- USD/JPY declines on expectations BOJ will let rates rise quickly
- Fed rate cut bets fully priced in by March meeting; implied rate stands at 5.123%
- Fed’s Bostic noted US employment gains are slowing in an orderly manner, no need for tightening
NFP Day
The US economy should continue to gradually weaken as the labor market softens. This labor market report showed 187,000 jobs were added to the economy, while wage pressures heated up, and as the unemployment rate dipped to 3.5%. This NFP report should support the argument that the Fed is done raising rates. Fed speak post payrolls poured cold water over the hot bond market selloff. Fed’s Bostic said that the job gains are slowing orderly and that they have no reason to hike again. Fed’s Goolsbee added that they are getting positive numbers with inflation and that the job market is cooling a little bit. The risks for more Fed tightening are going away, but that could change with next Thursday’s inflation report.
USD/JPY
Price action on the USD/JPY daily chart show that the potential bearish ABCD pattern that formed a couple days ago is tentatively respecting trendline support at the 141.50 region.
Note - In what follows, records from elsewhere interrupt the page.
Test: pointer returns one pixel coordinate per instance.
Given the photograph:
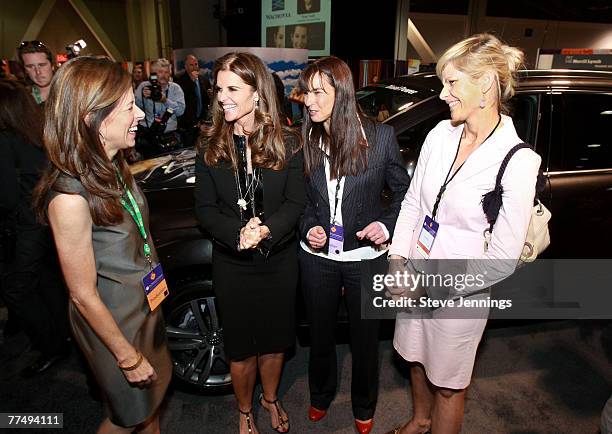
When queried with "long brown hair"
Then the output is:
(345, 141)
(19, 113)
(83, 93)
(268, 138)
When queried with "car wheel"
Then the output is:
(195, 338)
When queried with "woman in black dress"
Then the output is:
(249, 196)
(31, 284)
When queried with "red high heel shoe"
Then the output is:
(364, 427)
(315, 415)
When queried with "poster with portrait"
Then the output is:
(297, 24)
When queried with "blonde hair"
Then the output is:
(481, 53)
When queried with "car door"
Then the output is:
(579, 169)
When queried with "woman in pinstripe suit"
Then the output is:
(348, 160)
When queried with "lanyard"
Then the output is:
(36, 94)
(447, 180)
(132, 207)
(337, 195)
(336, 199)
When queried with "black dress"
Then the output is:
(255, 288)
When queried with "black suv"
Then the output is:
(566, 115)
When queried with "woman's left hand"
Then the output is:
(373, 232)
(252, 234)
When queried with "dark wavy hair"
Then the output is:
(268, 138)
(345, 141)
(83, 94)
(19, 113)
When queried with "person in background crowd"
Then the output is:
(138, 75)
(249, 195)
(348, 160)
(37, 61)
(30, 280)
(283, 101)
(458, 164)
(99, 219)
(170, 97)
(195, 87)
(299, 37)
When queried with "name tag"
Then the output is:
(427, 237)
(155, 286)
(336, 240)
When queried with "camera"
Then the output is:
(155, 88)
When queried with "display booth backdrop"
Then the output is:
(288, 63)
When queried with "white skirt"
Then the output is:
(445, 344)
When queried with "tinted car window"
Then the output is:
(581, 133)
(389, 98)
(413, 138)
(524, 113)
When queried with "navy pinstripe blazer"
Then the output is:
(361, 198)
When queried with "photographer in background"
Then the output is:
(163, 102)
(195, 87)
(37, 61)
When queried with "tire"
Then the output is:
(195, 338)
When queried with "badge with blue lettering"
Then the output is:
(427, 237)
(156, 288)
(336, 239)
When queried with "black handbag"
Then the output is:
(538, 236)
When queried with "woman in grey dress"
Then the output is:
(99, 220)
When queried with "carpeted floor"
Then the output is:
(541, 378)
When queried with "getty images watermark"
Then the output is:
(491, 288)
(404, 289)
(459, 288)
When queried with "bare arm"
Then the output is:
(71, 223)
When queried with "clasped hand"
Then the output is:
(252, 234)
(143, 375)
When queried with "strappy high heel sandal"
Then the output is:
(247, 414)
(284, 423)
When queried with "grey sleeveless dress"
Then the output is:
(120, 265)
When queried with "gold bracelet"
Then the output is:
(135, 365)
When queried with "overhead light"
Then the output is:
(75, 49)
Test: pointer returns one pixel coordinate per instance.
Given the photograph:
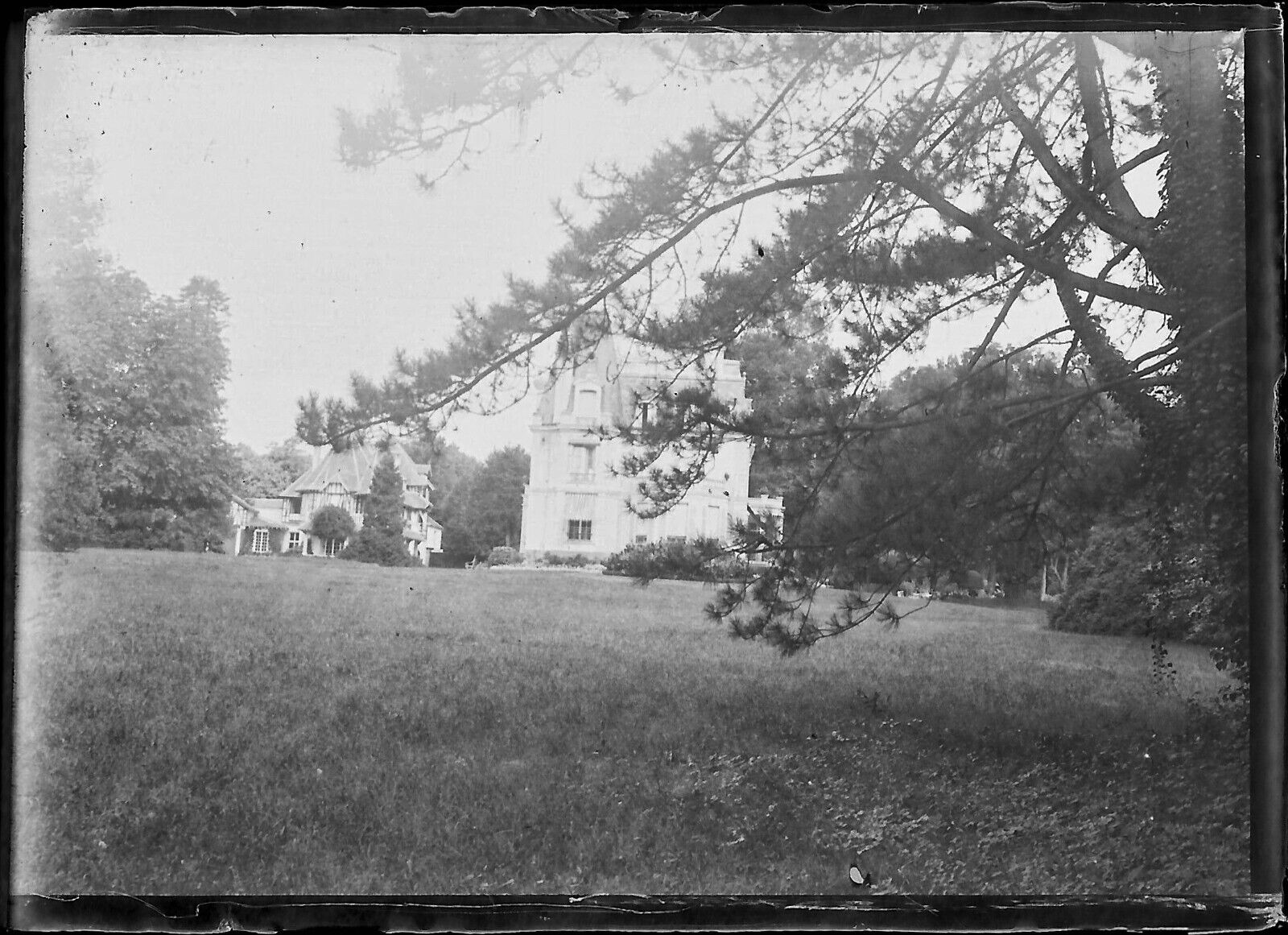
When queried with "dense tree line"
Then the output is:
(122, 427)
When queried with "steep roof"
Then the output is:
(353, 469)
(628, 371)
(255, 518)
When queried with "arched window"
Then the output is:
(586, 402)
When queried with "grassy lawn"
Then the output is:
(205, 724)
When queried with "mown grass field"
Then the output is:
(204, 724)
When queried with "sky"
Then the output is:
(218, 156)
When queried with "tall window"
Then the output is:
(581, 466)
(586, 402)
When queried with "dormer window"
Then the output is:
(586, 402)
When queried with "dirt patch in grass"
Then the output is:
(204, 724)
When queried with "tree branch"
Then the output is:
(1146, 299)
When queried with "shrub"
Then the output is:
(1111, 584)
(380, 550)
(682, 561)
(332, 522)
(504, 556)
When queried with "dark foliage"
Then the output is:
(332, 522)
(380, 540)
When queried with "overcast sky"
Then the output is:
(217, 156)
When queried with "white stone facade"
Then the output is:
(576, 504)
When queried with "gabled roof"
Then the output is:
(254, 505)
(353, 469)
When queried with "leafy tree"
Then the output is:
(919, 178)
(332, 522)
(126, 430)
(495, 507)
(268, 474)
(380, 540)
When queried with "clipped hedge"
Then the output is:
(697, 559)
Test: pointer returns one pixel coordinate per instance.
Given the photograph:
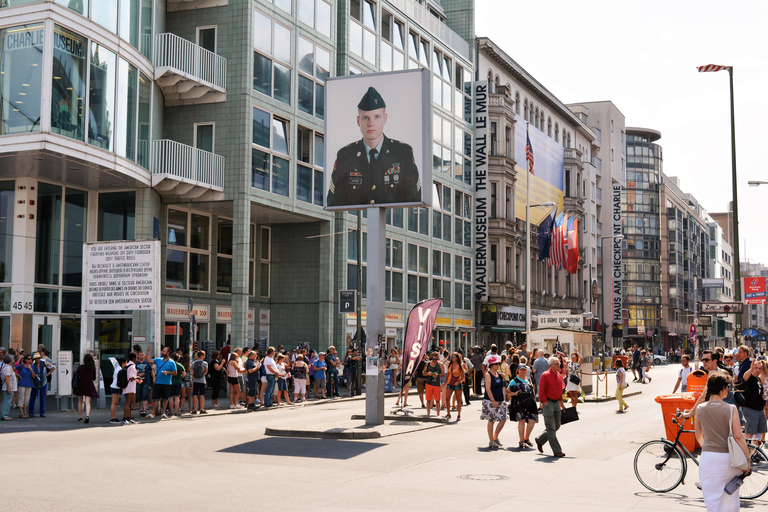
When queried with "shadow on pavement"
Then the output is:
(298, 447)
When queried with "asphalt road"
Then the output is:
(225, 462)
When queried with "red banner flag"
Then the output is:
(418, 332)
(754, 290)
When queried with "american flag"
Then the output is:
(711, 67)
(529, 152)
(557, 250)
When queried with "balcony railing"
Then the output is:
(171, 159)
(187, 71)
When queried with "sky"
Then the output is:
(642, 56)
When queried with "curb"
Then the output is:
(316, 434)
(420, 419)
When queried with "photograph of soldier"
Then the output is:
(376, 169)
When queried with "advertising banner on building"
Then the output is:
(754, 290)
(547, 178)
(121, 275)
(418, 332)
(378, 140)
(616, 269)
(480, 154)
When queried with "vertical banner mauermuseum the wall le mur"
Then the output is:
(480, 120)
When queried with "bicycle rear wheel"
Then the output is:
(756, 483)
(659, 466)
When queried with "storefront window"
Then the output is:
(75, 217)
(117, 216)
(21, 59)
(6, 231)
(48, 235)
(68, 86)
(126, 111)
(101, 114)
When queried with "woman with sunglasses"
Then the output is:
(27, 378)
(494, 406)
(454, 384)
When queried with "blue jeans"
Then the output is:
(333, 384)
(7, 404)
(38, 393)
(270, 390)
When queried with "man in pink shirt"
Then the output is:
(551, 397)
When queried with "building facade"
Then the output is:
(518, 104)
(201, 124)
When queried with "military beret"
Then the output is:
(372, 100)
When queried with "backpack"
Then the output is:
(198, 372)
(122, 378)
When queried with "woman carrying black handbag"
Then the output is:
(522, 407)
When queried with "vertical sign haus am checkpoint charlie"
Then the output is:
(480, 119)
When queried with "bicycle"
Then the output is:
(661, 466)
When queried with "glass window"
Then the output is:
(145, 91)
(101, 114)
(80, 6)
(21, 60)
(129, 21)
(75, 222)
(106, 14)
(48, 234)
(68, 85)
(117, 213)
(126, 111)
(6, 231)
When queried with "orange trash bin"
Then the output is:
(669, 406)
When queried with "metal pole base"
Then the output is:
(374, 399)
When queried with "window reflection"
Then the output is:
(21, 59)
(68, 85)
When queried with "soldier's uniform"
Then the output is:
(391, 176)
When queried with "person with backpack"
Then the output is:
(115, 388)
(199, 371)
(129, 376)
(522, 406)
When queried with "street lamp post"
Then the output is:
(528, 207)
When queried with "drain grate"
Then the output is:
(483, 477)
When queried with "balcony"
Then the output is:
(183, 172)
(187, 73)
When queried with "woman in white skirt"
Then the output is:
(713, 423)
(574, 374)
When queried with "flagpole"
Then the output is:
(527, 252)
(735, 218)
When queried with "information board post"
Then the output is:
(119, 276)
(64, 377)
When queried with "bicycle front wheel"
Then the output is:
(756, 483)
(659, 466)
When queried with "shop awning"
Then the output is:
(504, 329)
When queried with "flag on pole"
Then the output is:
(573, 245)
(558, 347)
(557, 255)
(545, 236)
(418, 331)
(711, 67)
(529, 152)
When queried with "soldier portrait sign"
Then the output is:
(377, 136)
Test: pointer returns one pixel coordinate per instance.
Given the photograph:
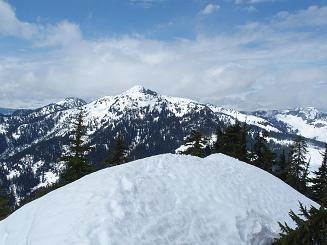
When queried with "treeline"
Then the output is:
(76, 165)
(293, 169)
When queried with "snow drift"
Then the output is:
(165, 199)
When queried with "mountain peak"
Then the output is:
(138, 89)
(71, 102)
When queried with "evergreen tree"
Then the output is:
(217, 145)
(319, 181)
(310, 230)
(233, 141)
(5, 209)
(297, 170)
(263, 157)
(118, 154)
(76, 165)
(282, 165)
(195, 144)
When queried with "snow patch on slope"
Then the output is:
(304, 128)
(166, 199)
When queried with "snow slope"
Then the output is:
(165, 199)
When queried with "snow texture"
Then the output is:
(165, 199)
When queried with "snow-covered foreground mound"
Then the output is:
(166, 199)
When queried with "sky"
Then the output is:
(243, 54)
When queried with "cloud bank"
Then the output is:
(260, 65)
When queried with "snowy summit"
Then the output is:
(165, 199)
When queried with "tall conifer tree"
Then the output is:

If bearish momentum remains in place downside could target the 140.00 zone. With the BOJ’s minor tweak to YCC in place and steady US data that supports the economy is weakening, the dollar-yen could see bearishness remain intact. To the upside, 144.00 remains key resistance
Apple disappoints and Amazon Delivers
The last two major tech giant earnings delivered diverging stories. Amazon crushed it in the second quarter, while delivering financial discipline with lower spending. The outlook impressed for both ecommerce and their cloud services, while the lower headcount made this a perfect earnings report.
Apple told a different story than Amazon as their outlook devices weakened, which is prompting concerns that this might be as good as it gets over the short-term for share prices. A weakening consumer and a similar fourth quarter is not inspiring investors.